Enseignement de la Shoah en France : l’antisémitisme perdure

Iannis Roder, responsable des formations au Mémorial de la Shoah, estime qu'il y a encore beaucoup de progrès à faire dans la formation des professeurs

Mur des Justes au Mémorial de la Shoah à Paris. Illustration. (Crédit : Guilhem Vellut/CC-BY SA 2.0)
Mur des Justes au Mémorial de la Shoah à Paris. Illustration. (Crédit : Guilhem Vellut/CC-BY SA 2.0)

Il avait alerté sur les difficultés à enseigner le génocide juif dans certains quartiers : quinze ans après, « les choses ont changé » même si l’antisémitisme perdure, explique à l’AFP Iannis Roder, responsable des formations au Mémorial de la Shoah, à la veille de ses assises pédagogiques.

En 2002, vous avez été l’un des premiers à alerter sur les difficultés à enseigner la Shoah dans certains collèges, devant des élèves issus de l’immigration maghrébine notamment. Avez-vous été entendu depuis ?

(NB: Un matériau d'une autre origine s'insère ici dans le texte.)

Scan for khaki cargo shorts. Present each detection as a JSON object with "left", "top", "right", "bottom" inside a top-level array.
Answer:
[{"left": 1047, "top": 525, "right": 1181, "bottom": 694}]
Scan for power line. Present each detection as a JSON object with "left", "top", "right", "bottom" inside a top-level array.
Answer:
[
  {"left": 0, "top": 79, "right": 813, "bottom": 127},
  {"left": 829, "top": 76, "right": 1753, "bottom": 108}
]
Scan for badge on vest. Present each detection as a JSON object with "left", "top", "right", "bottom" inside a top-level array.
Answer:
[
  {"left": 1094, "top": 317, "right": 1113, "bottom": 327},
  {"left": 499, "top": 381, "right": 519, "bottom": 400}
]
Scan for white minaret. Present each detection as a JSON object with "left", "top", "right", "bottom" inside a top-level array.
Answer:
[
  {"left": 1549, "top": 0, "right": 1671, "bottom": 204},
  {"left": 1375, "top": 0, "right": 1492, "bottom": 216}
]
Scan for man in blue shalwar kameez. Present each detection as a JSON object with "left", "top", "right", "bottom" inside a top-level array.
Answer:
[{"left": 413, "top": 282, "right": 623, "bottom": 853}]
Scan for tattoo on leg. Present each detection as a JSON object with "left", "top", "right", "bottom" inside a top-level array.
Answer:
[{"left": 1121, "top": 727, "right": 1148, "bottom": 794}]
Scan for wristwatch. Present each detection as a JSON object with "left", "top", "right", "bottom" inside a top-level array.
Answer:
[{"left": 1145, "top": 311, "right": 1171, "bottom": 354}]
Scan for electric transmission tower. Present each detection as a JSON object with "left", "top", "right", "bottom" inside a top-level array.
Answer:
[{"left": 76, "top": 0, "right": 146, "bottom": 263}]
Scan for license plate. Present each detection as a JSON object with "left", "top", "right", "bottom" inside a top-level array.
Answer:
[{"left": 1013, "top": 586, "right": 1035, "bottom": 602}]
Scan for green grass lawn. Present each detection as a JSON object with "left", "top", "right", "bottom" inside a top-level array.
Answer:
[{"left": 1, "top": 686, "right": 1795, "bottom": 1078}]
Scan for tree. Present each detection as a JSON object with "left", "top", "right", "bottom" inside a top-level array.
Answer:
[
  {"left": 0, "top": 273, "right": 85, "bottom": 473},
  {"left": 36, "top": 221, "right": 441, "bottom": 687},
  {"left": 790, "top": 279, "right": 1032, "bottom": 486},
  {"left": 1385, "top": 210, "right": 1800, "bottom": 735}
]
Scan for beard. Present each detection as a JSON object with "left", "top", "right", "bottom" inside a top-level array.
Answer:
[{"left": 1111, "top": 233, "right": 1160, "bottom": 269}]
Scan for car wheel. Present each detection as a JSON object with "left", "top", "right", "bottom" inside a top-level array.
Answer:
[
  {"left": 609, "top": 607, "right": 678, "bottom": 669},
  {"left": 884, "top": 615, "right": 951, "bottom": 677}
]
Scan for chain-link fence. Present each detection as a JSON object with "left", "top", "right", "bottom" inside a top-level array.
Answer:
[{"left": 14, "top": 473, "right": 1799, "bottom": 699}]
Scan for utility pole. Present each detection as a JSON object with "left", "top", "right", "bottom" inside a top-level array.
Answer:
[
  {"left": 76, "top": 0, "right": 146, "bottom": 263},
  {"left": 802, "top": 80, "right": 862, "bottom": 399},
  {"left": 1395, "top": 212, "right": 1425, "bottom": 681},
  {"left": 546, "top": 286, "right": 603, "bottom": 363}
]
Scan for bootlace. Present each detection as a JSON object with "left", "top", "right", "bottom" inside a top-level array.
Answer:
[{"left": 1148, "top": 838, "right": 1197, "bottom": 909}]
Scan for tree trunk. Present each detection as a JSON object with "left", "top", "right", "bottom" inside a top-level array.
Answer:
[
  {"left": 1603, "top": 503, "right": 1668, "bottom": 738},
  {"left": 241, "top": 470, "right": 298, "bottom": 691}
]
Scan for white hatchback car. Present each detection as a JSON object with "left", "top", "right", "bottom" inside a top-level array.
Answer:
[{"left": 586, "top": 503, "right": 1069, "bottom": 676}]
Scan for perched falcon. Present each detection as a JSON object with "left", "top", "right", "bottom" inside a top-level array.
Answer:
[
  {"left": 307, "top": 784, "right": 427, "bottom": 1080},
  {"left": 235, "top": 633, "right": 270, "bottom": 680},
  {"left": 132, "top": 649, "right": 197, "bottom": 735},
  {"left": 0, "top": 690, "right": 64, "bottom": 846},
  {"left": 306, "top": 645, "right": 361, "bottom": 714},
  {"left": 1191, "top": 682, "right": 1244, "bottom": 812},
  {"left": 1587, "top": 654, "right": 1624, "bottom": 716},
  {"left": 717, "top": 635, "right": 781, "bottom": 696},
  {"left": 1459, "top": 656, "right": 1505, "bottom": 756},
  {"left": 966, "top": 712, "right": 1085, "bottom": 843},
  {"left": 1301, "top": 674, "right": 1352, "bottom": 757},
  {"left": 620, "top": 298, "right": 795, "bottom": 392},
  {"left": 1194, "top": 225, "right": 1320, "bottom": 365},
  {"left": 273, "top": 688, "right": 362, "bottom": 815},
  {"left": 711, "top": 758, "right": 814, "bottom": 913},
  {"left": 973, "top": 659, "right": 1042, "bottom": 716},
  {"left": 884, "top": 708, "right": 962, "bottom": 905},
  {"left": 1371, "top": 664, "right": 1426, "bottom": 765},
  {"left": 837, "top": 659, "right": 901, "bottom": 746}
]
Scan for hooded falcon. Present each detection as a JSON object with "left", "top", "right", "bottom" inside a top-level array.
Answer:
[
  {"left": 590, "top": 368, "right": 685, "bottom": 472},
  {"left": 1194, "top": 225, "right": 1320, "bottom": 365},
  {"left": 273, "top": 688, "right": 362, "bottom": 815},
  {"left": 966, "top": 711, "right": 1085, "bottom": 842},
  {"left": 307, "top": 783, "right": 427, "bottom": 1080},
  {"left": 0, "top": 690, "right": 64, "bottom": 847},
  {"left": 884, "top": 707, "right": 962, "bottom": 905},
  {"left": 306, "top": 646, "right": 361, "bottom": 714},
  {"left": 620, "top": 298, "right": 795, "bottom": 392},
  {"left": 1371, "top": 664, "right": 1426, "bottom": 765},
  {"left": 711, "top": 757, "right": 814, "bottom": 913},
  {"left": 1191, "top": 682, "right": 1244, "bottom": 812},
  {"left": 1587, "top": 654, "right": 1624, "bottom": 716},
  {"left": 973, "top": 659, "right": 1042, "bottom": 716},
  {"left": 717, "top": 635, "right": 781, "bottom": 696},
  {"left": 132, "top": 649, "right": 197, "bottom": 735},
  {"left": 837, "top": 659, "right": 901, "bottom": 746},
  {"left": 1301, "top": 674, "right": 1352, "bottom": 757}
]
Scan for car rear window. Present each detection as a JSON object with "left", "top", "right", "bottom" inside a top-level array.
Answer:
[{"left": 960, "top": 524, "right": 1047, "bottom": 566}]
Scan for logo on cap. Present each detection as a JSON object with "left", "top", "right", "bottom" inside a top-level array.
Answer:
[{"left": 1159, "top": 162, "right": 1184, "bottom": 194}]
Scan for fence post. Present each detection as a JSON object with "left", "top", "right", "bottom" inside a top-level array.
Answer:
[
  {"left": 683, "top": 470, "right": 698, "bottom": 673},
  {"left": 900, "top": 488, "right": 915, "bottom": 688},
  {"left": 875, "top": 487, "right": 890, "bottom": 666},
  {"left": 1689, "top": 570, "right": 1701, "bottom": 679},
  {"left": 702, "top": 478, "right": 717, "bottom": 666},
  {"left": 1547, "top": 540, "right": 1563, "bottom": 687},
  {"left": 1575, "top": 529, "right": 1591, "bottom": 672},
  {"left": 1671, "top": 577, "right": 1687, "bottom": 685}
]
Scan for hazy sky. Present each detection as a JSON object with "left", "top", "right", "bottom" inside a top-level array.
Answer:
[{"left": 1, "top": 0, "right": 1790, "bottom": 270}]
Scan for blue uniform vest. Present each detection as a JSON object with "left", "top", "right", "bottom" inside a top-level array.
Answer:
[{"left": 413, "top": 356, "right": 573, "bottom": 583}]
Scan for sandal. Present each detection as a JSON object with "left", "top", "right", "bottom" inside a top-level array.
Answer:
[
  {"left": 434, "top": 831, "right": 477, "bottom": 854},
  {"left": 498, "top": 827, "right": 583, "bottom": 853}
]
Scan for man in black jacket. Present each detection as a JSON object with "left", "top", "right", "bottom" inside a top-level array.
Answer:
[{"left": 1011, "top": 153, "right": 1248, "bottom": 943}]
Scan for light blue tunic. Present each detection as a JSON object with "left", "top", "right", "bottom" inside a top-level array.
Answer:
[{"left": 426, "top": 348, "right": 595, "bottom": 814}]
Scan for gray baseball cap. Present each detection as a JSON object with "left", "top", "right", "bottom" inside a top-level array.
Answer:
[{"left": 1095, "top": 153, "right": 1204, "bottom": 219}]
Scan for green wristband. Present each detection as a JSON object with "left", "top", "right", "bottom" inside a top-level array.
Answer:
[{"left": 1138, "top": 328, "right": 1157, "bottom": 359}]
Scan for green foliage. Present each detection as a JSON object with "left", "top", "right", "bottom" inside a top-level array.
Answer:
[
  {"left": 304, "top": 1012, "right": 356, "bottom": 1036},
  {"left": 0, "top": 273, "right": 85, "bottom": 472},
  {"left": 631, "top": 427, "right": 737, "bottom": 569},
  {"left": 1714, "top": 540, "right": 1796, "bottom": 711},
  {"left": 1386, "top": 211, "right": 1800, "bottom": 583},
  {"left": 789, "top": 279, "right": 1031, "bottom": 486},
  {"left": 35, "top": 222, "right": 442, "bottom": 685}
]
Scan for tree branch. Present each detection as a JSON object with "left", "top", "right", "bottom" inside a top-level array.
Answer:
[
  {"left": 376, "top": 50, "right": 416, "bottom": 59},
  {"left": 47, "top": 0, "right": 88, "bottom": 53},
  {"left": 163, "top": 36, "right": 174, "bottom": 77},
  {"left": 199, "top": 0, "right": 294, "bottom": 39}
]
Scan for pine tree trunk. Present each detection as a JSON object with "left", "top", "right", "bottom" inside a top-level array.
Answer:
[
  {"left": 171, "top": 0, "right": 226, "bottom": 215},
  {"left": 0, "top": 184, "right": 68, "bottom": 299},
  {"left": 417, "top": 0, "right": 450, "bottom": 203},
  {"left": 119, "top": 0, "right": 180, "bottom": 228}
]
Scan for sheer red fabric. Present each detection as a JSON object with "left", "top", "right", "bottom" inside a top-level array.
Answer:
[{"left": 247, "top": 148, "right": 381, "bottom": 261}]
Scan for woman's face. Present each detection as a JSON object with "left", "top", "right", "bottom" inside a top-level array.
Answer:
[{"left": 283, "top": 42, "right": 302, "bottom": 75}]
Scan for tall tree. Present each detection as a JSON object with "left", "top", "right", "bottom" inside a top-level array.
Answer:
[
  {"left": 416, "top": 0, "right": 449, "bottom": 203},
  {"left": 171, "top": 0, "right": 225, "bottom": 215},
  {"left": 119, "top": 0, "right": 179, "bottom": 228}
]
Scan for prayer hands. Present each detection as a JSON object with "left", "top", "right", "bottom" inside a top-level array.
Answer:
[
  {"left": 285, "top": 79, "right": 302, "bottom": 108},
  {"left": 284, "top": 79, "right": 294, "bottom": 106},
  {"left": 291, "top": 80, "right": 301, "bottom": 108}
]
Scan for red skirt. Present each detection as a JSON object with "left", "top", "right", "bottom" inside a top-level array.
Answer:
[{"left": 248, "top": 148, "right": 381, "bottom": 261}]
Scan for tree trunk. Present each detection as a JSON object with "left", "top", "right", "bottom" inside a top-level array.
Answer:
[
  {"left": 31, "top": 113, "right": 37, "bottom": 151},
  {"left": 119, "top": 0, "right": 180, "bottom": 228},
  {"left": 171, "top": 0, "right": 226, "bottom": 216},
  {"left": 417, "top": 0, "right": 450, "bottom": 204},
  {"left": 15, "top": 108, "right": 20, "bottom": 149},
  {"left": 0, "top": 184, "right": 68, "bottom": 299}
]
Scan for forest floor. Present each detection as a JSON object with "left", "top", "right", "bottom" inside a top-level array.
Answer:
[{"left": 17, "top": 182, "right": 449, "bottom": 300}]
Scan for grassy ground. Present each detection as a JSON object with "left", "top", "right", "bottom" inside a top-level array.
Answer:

Iannis Roder: La prise de conscience a été un peu longue, parce que retardée par une volonté de ne pas regarder les choses en face. Les tenants de ces propos antisémites étant eux-mêmes perçus comme des victimes sociales – à tort ou à raison -, il était très compliqué pour certains d’accepter cette réalité.

Pour prendre conscience de la profondeur de l’antisémitisme dans certaines parties de la population française, il a fallu Charlie en janvier 2015 – je ne dis même pas l’Hyper Cacher.

Sur l’enseignement de la Shoah, les choses ont changé parce que les gens n’ont pas eu le choix. Ils ont reconnu que ça pouvait être compliqué. Personnellement je dis que j’ai toujours pu tout enseigner : tout se joue d’abord dans la relation de l’enseignant aux élèves. Cela fait vingt ans que je suis professeur à Saint-Denis, vingt ans que j’enseigne l’histoire de la Shoah. Si j’ai entendu des remarques antisémites il y a quinze ans, je n’en ai plus du tout. Non pas que l’antisémitisme a disparu – je crois qu’il est relativement répandu -, c’est simplement la manière d’enseigner qui a changé.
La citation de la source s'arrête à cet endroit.